Human Assisted Speaker Recognition Using Forced Alignments on HMM

DOI : 10.17577/IJERTV2IS90739

Download Full-Text PDF Cite this Publication

Text Only Version

Human Assisted Speaker Recognition Using Forced Alignments on HMM

Pedro Univaso 1 Miguel Martínez Soler 1,2 Jorge A. Gurlekian 1

1LIS, INIGEM,UBA-CONICET, Buenos Aires, Argentina

2Facultad de Ingeniería, Universidad Austral, Pilar, Argentina


This work proposes a method for human assisted speaker recognition using an ASR system based on HMMs. Manual transcriptions are first marked at the word level and then coded by an automatic phonetic transcriptor. An initial forced alignment is made using a speaker-independent model. After this a second forced alignment is performed using each speaker-adapted model. Phonetic log- likelihood ratios are obtained and combined to get an overall score for each test. Evaluation is performed on Argentine-Spanish voice samples from the Speech_Dat database recorded on a fixed phone environment. Different recording sessions and channels for the test segments are employed. Results show a 25.1% equal error rate reduction relative to a GMM baseline system. We have used this approach for the 2012 HASR evaluation, producing three false alarms and seven misses on the twenty most difficult pairs. The proposed method could be appropriate to use in forensic tasks, where real time processing is not required.

  1. Introduction

    Speaker recognition main application fields are found in forensics and in security systems. Speaker identification as seen in forensics is initiated from voice recordings produced at a criminal situation. These recordings are named dubitable or evidence, and they are later matched with recordings called indubitable or suspicious that belong to a known person.

    The aim of this job is to show how automatic speech recognition technology can be used to help the forensic speaker recognition task. In order to do so, we propose to use an ASR system to perform forced alignments, given human transcriptions marked at the word level. We use the phoneme scores from the alignments as partial scores that are averaged to get a final score. Since we are dealing with speaker recognition, we get scores in a likelihood-ratio framework, taking a score from a UBM model (i.e.: a speaker-independent speech recognition model) and a target speaker model (i.e.: a speaker-dependent speech recognition model).

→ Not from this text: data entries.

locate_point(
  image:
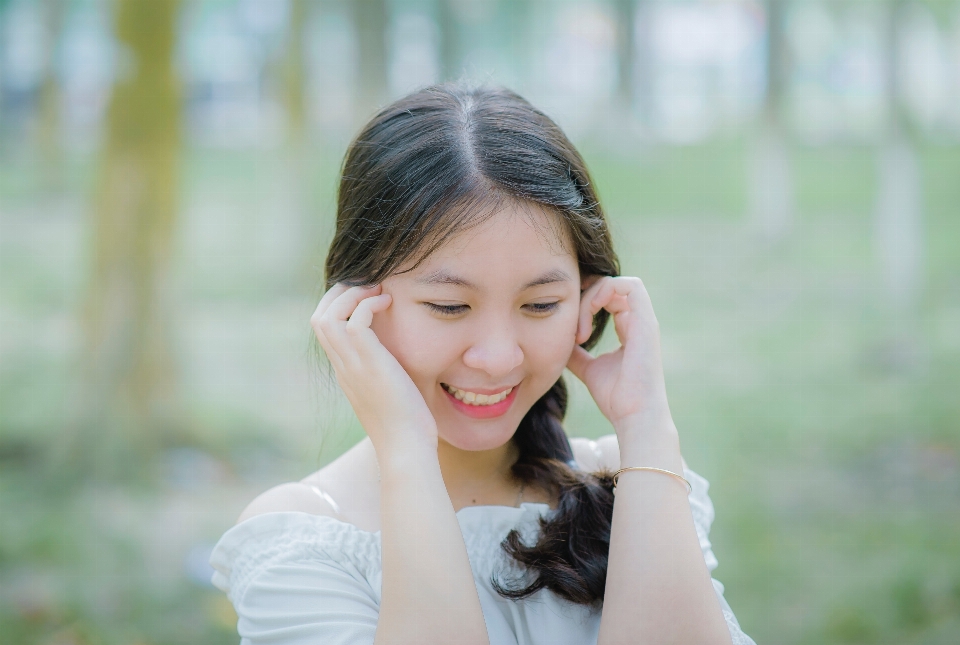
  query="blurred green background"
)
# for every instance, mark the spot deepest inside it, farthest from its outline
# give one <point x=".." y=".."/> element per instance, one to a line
<point x="784" y="175"/>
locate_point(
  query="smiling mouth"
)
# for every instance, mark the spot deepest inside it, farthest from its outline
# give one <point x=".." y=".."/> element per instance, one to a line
<point x="472" y="398"/>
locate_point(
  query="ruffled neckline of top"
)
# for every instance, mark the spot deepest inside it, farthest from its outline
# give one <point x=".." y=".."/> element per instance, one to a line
<point x="285" y="533"/>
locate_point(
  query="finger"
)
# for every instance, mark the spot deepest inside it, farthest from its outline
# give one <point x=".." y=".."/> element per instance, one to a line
<point x="585" y="321"/>
<point x="343" y="306"/>
<point x="580" y="359"/>
<point x="331" y="327"/>
<point x="362" y="316"/>
<point x="623" y="294"/>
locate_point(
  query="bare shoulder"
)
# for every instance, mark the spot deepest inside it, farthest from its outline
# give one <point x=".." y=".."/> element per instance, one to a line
<point x="601" y="454"/>
<point x="593" y="455"/>
<point x="292" y="496"/>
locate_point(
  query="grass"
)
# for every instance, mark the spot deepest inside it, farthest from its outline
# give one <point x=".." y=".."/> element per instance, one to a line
<point x="826" y="421"/>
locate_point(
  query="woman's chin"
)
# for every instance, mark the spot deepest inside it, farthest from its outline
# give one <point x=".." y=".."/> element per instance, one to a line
<point x="476" y="435"/>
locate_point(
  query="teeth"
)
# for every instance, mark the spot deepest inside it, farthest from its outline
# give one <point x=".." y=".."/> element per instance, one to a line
<point x="478" y="399"/>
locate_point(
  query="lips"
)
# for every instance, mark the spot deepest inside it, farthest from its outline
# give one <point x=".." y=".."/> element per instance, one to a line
<point x="494" y="405"/>
<point x="477" y="398"/>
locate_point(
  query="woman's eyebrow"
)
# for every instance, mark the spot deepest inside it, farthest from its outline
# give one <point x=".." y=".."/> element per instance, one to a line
<point x="443" y="277"/>
<point x="557" y="275"/>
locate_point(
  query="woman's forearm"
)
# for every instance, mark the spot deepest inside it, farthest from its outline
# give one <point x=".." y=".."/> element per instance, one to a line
<point x="658" y="587"/>
<point x="428" y="595"/>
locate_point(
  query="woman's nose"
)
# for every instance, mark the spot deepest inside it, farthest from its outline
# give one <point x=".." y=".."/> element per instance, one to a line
<point x="497" y="354"/>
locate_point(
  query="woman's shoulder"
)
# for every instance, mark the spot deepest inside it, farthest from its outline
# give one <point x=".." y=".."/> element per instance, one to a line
<point x="342" y="490"/>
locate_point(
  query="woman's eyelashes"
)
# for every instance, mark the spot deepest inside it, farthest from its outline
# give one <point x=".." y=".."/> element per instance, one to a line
<point x="536" y="308"/>
<point x="447" y="310"/>
<point x="542" y="308"/>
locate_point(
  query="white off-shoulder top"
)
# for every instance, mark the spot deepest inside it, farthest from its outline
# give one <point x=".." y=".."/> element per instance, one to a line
<point x="301" y="579"/>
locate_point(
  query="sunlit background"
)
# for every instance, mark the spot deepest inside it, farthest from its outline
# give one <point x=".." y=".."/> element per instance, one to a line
<point x="783" y="174"/>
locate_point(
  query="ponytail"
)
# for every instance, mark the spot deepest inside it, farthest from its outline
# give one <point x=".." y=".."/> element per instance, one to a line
<point x="570" y="555"/>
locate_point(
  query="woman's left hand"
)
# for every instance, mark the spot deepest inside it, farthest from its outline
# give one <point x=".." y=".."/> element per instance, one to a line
<point x="627" y="383"/>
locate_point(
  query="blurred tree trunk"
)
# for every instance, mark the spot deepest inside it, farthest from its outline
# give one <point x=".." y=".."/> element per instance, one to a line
<point x="48" y="122"/>
<point x="645" y="12"/>
<point x="626" y="16"/>
<point x="301" y="146"/>
<point x="898" y="224"/>
<point x="449" y="28"/>
<point x="128" y="376"/>
<point x="771" y="177"/>
<point x="294" y="74"/>
<point x="370" y="19"/>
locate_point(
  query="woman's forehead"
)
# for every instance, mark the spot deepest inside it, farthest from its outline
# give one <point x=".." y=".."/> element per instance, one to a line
<point x="516" y="238"/>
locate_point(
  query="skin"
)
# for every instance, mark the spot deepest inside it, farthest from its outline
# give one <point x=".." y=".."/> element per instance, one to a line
<point x="514" y="316"/>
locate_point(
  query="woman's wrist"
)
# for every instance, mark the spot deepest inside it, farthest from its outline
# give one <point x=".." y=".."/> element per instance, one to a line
<point x="648" y="442"/>
<point x="410" y="454"/>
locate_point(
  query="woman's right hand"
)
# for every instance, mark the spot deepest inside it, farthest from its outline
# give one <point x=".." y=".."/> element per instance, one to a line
<point x="390" y="407"/>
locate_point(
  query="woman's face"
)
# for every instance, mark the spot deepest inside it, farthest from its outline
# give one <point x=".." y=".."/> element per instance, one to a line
<point x="489" y="318"/>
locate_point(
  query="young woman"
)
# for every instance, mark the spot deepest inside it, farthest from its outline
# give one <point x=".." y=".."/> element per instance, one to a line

    This way of dealing with the problem, configures a human assisted approach. Since NIST introduced the HASR test as a pilot evaluation there has been some research in the area, most of it related to the way humans can complement automatic speaker recognition systems (as in [1]) or simply to evaluate the ability of humans in a speaker recognition task (as in [2] and [3]).

    However, we have no knowledge about a system that tries to use human speech recognition ability to provide useful information to a speaker recognition system. That is the reason for trying to evaluate that possibility in the present work.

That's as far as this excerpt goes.